Die Person passt sich an die neue Kultur an. Sie versteht die Kultur und übernimmt teilweise sogar Verhaltensmerkmale der Fremdkultur.[6]
Das Modell wird heutzutage zwar immer noch angewendet, jedoch wegen schwacher empirischer Bestätigung vor allem als Orientierungsmodell und nicht als Prädiktor gesehen. Insbesondere ist fraglich, ob die von Lysgaard entworfene Zeitspanne des Kulturschocks gültig ist und wie weitere Kontextfaktoren die individuellen Anpassungsverläufe beeinflussen.[7]
Mit dem sogenannten W-Modell wird das U-Modell um die Phase der Rückkehr in die Herkunftskultur erweitert.

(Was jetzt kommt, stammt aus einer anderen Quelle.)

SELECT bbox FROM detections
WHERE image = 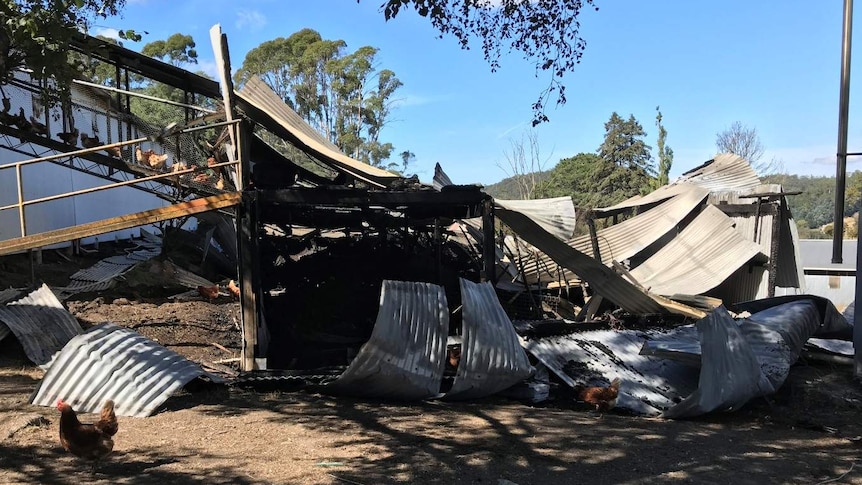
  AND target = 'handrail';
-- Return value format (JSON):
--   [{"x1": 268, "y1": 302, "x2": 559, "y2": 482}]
[{"x1": 0, "y1": 120, "x2": 240, "y2": 237}]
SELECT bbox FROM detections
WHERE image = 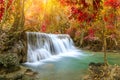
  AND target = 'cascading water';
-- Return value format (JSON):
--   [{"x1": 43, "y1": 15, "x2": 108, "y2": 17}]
[{"x1": 27, "y1": 32, "x2": 80, "y2": 62}]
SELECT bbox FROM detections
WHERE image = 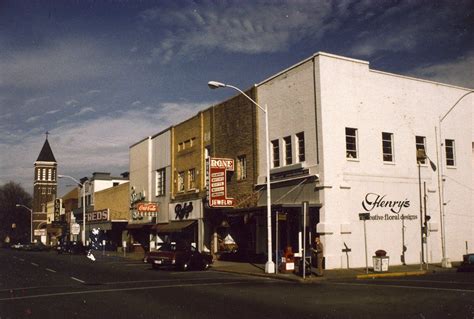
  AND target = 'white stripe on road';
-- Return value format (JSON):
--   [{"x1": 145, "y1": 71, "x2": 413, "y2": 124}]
[
  {"x1": 334, "y1": 282, "x2": 474, "y2": 293},
  {"x1": 71, "y1": 277, "x2": 86, "y2": 284},
  {"x1": 0, "y1": 277, "x2": 248, "y2": 301}
]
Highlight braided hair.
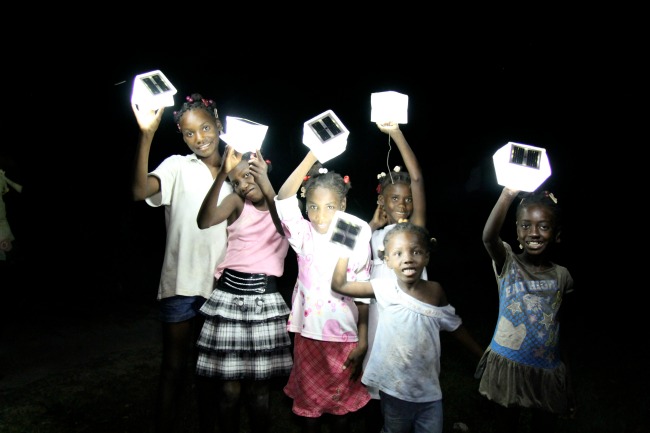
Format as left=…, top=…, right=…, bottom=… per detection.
left=174, top=93, right=223, bottom=132
left=300, top=161, right=352, bottom=201
left=515, top=190, right=562, bottom=230
left=378, top=222, right=438, bottom=260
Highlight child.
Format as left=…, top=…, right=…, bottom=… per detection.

Da diese Reintegration ähnlich verlaufen kann wie die Phase der Emigration bzw. Akkulturation, liegen hier zwei U-Modelle hintereinander, oder eben (aufgrund der graphischen Ähnlichkeit) in Form eines W-Modells. Zur Abgrenzung des Schocks, der bei der Heimkehr entstehen kann, vom Schock in der Fremdkultur, wird ersterer Eigenkultur-Schock genannt.
Das Phänomen des Eigenkultur-Schocks[8] (auch „umgekehrter Kulturschock“, reverse culture shock, re-entry shock) beschreibt das Phänomen eines Kulturschocks bei der Rückkehr aus einer fremden Kultur in die eigene Heimat. Dieser kann dabei heftiger sein als bei Eintreten in die fremde Kultur, da die Notwendigkeit einer Reintegration in die eigene Kultur in der Regel eine unerwartete psychologische Erfahrung darstelle.
Salman Akhtar beschrieb die Identitätsentwicklung in der Migration als dritte Individuation.[9][10][11] Als erste Phase der Separation-Individuation zählt er die Ablösung von der Mutter wie sie Margret Mahler beschrieben hat. Dieser Phase folgt in der Adoleszenz ein zweiter Individuationsprozess. Eine Migration erfordere eine neue Organisation der eigenen Identität im Sinne einer dritten Individuation. Akhtar sieht eine phänomenologische Ähnlichkeit der Migration mit den beiden vorhergehenden Phasen, auch wenn erwachsene Migranten bereits wesentliche Schritte ihrer psychischen Entwicklung abgeschossen haben. In diesem psychischen Prozess würden sowohl auf die Heimat- als auch auf die Aufnahmekultur Elternimagines übertragen. So wie die abwechselnde Idealisierung des mütterlichen und väterlichen Objekts, würde auch die Heimat- und Aufnahmekultur abwechselnd idealisiert, bis anstelle der Idealisierung eine realistischere ambivalente Haltung gegenüber beiden Kulturen eingenommen werden könne.[10][11] Eine Entwicklungsaufgabe sei dabei, die eigene Nähe- und Distanz zu den Kulturen zu regulieren.[10]
Klassifikation nach ICD-10 | |
---|---|
F43.2 | Anpassungsstörungen |
Z60.3 | Schwierigkeiten bei der kulturellen Eingewöhnung |
ICD-10 online (WHO-Version 2019) |
Migranten haben in der Phase der kritischen Anpassung eine erhöhte Vulnerabilität für psychische Erkrankungen.[12][13] Es gibt verschiedene Möglichkeiten den Kulturschock entsprechend der Internationalen Klassifikation der Krankheiten (ICD-10) zu codieren:
Im Zusammenhang mit Migration würden laut Assion 2005 häufiger Depressionen, psychosomatische Beschwerden und posttraumatische Belastungsreaktionen beobachtet.[15][16] Bei Schizophrenien, Intelligenzminderungen und Demenzen werde durch Migration die Ausprägung, der Verlauf und die Therapieoptionen beeinflusst.[15][16]